Answer:
First, we need to calculate the amount of heat released by the dissolution of 4.00 g of CaCl2:
- The molar mass of CaCl2 is 40.08 g/mol, so 4.00 g corresponds to 4.00/40.08 = 0.0998 mol.
- The heat of solution of CaCl2 is -82.8 kJ/mol, so the heat released by the dissolution of 0.0998 mol is:
- (-82.8 kJ/mol) x (0.0998 mol) = 8.25 kJ.
This heat is absorbed by the calorimeter and the water it contains, causing an increase in temperature.

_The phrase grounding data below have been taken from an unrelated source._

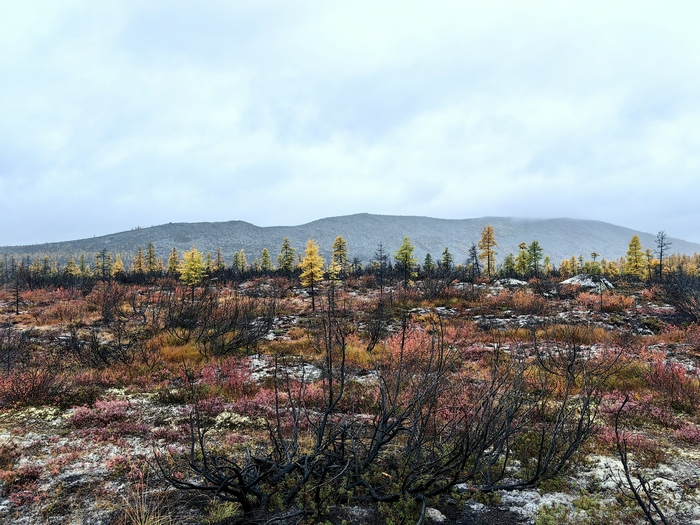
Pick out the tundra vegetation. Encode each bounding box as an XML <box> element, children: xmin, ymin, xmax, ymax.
<box><xmin>0</xmin><ymin>230</ymin><xmax>699</xmax><ymax>523</ymax></box>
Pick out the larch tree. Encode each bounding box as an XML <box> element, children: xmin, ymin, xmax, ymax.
<box><xmin>559</xmin><ymin>258</ymin><xmax>573</xmax><ymax>278</ymax></box>
<box><xmin>300</xmin><ymin>239</ymin><xmax>325</xmax><ymax>311</ymax></box>
<box><xmin>644</xmin><ymin>248</ymin><xmax>657</xmax><ymax>281</ymax></box>
<box><xmin>145</xmin><ymin>242</ymin><xmax>159</xmax><ymax>274</ymax></box>
<box><xmin>214</xmin><ymin>247</ymin><xmax>226</xmax><ymax>274</ymax></box>
<box><xmin>167</xmin><ymin>247</ymin><xmax>180</xmax><ymax>276</ymax></box>
<box><xmin>131</xmin><ymin>247</ymin><xmax>145</xmax><ymax>275</ymax></box>
<box><xmin>78</xmin><ymin>254</ymin><xmax>91</xmax><ymax>277</ymax></box>
<box><xmin>94</xmin><ymin>249</ymin><xmax>113</xmax><ymax>279</ymax></box>
<box><xmin>394</xmin><ymin>236</ymin><xmax>417</xmax><ymax>287</ymax></box>
<box><xmin>501</xmin><ymin>253</ymin><xmax>516</xmax><ymax>278</ymax></box>
<box><xmin>64</xmin><ymin>257</ymin><xmax>80</xmax><ymax>278</ymax></box>
<box><xmin>260</xmin><ymin>248</ymin><xmax>273</xmax><ymax>272</ymax></box>
<box><xmin>112</xmin><ymin>255</ymin><xmax>126</xmax><ymax>278</ymax></box>
<box><xmin>331</xmin><ymin>236</ymin><xmax>349</xmax><ymax>276</ymax></box>
<box><xmin>602</xmin><ymin>258</ymin><xmax>621</xmax><ymax>279</ymax></box>
<box><xmin>180</xmin><ymin>247</ymin><xmax>205</xmax><ymax>302</ymax></box>
<box><xmin>543</xmin><ymin>255</ymin><xmax>553</xmax><ymax>276</ymax></box>
<box><xmin>327</xmin><ymin>260</ymin><xmax>342</xmax><ymax>289</ymax></box>
<box><xmin>625</xmin><ymin>235</ymin><xmax>645</xmax><ymax>279</ymax></box>
<box><xmin>478</xmin><ymin>226</ymin><xmax>498</xmax><ymax>278</ymax></box>
<box><xmin>238</xmin><ymin>250</ymin><xmax>248</xmax><ymax>273</ymax></box>
<box><xmin>278</xmin><ymin>238</ymin><xmax>296</xmax><ymax>275</ymax></box>
<box><xmin>515</xmin><ymin>242</ymin><xmax>529</xmax><ymax>278</ymax></box>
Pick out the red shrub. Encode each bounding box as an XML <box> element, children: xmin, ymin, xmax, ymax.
<box><xmin>0</xmin><ymin>368</ymin><xmax>67</xmax><ymax>407</ymax></box>
<box><xmin>69</xmin><ymin>399</ymin><xmax>130</xmax><ymax>427</ymax></box>
<box><xmin>646</xmin><ymin>359</ymin><xmax>700</xmax><ymax>415</ymax></box>
<box><xmin>674</xmin><ymin>425</ymin><xmax>700</xmax><ymax>444</ymax></box>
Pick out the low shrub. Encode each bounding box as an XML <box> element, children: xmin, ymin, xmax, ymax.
<box><xmin>577</xmin><ymin>292</ymin><xmax>635</xmax><ymax>312</ymax></box>
<box><xmin>646</xmin><ymin>358</ymin><xmax>700</xmax><ymax>415</ymax></box>
<box><xmin>0</xmin><ymin>367</ymin><xmax>68</xmax><ymax>407</ymax></box>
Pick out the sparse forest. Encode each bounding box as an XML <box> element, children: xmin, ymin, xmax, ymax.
<box><xmin>1</xmin><ymin>229</ymin><xmax>700</xmax><ymax>524</ymax></box>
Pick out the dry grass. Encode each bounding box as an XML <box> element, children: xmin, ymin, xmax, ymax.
<box><xmin>160</xmin><ymin>343</ymin><xmax>202</xmax><ymax>365</ymax></box>
<box><xmin>121</xmin><ymin>478</ymin><xmax>173</xmax><ymax>525</ymax></box>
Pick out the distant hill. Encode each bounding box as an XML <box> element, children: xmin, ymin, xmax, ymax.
<box><xmin>2</xmin><ymin>214</ymin><xmax>699</xmax><ymax>268</ymax></box>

We can use the equation:
q = m x Cs x ΔT
where q is the heat absorbed by the solution (which we just calculated to be 8.25 kJ), m is the mass of the solution (which is the mass of the water plus the mass of the CaCl2), Cs is the specific heat of the solution (which is given to be 4.184 J/g⋅∘C), and ΔT is the change in temperature.
We can rearrange this equation to solve for ΔT:
ΔT = q / (m x Cs)
The mass of the solution is:
- 100 mL of water has a mass of 100 g (since the density of water is 1 g/mL).

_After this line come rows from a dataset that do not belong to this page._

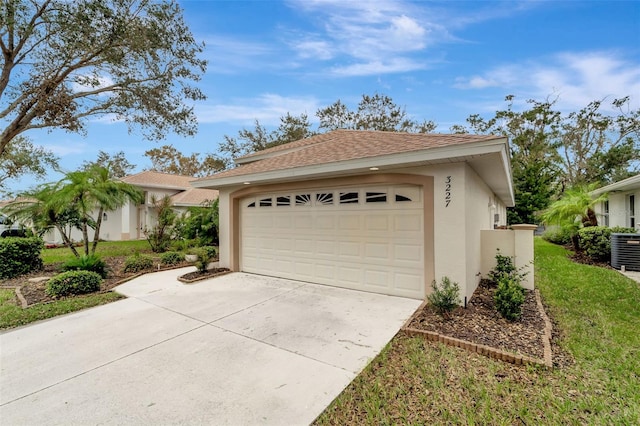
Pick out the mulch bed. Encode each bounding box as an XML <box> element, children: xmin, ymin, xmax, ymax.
<box><xmin>407</xmin><ymin>280</ymin><xmax>573</xmax><ymax>368</ymax></box>
<box><xmin>178</xmin><ymin>268</ymin><xmax>231</xmax><ymax>283</ymax></box>
<box><xmin>0</xmin><ymin>257</ymin><xmax>194</xmax><ymax>306</ymax></box>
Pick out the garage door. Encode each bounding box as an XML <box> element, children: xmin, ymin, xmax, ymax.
<box><xmin>240</xmin><ymin>185</ymin><xmax>424</xmax><ymax>299</ymax></box>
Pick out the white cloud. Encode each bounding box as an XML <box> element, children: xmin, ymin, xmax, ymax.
<box><xmin>196</xmin><ymin>94</ymin><xmax>321</xmax><ymax>125</ymax></box>
<box><xmin>202</xmin><ymin>36</ymin><xmax>276</xmax><ymax>73</ymax></box>
<box><xmin>41</xmin><ymin>141</ymin><xmax>88</xmax><ymax>156</ymax></box>
<box><xmin>454</xmin><ymin>51</ymin><xmax>640</xmax><ymax>110</ymax></box>
<box><xmin>331</xmin><ymin>58</ymin><xmax>426</xmax><ymax>77</ymax></box>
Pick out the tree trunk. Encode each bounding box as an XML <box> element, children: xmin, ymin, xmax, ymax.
<box><xmin>55</xmin><ymin>223</ymin><xmax>80</xmax><ymax>257</ymax></box>
<box><xmin>91</xmin><ymin>208</ymin><xmax>104</xmax><ymax>255</ymax></box>
<box><xmin>81</xmin><ymin>221</ymin><xmax>90</xmax><ymax>256</ymax></box>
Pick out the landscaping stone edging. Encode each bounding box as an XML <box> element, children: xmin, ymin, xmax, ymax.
<box><xmin>177</xmin><ymin>270</ymin><xmax>232</xmax><ymax>284</ymax></box>
<box><xmin>400</xmin><ymin>293</ymin><xmax>554</xmax><ymax>369</ymax></box>
<box><xmin>2</xmin><ymin>286</ymin><xmax>28</xmax><ymax>308</ymax></box>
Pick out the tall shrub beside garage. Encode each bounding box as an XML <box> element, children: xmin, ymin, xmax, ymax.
<box><xmin>0</xmin><ymin>236</ymin><xmax>44</xmax><ymax>279</ymax></box>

- The mass of 4.00 g of CaCl2 is also 4.00 g.
- So the total mass of the solution is 100 g + 4.00 g = 104 g.
Plugging in the values, we get:
ΔT = (8.25 kJ) / (104 g x 4.184 J/g⋅∘C) = 1.94 ∘C.
Therefore, the final temperature of the solution in the calorimeter is:
23.0 ∘C + 1.94 ∘C = 24.9 ∘C.
The final temperature of the solution in the calorimeter is 24.9 ∘C.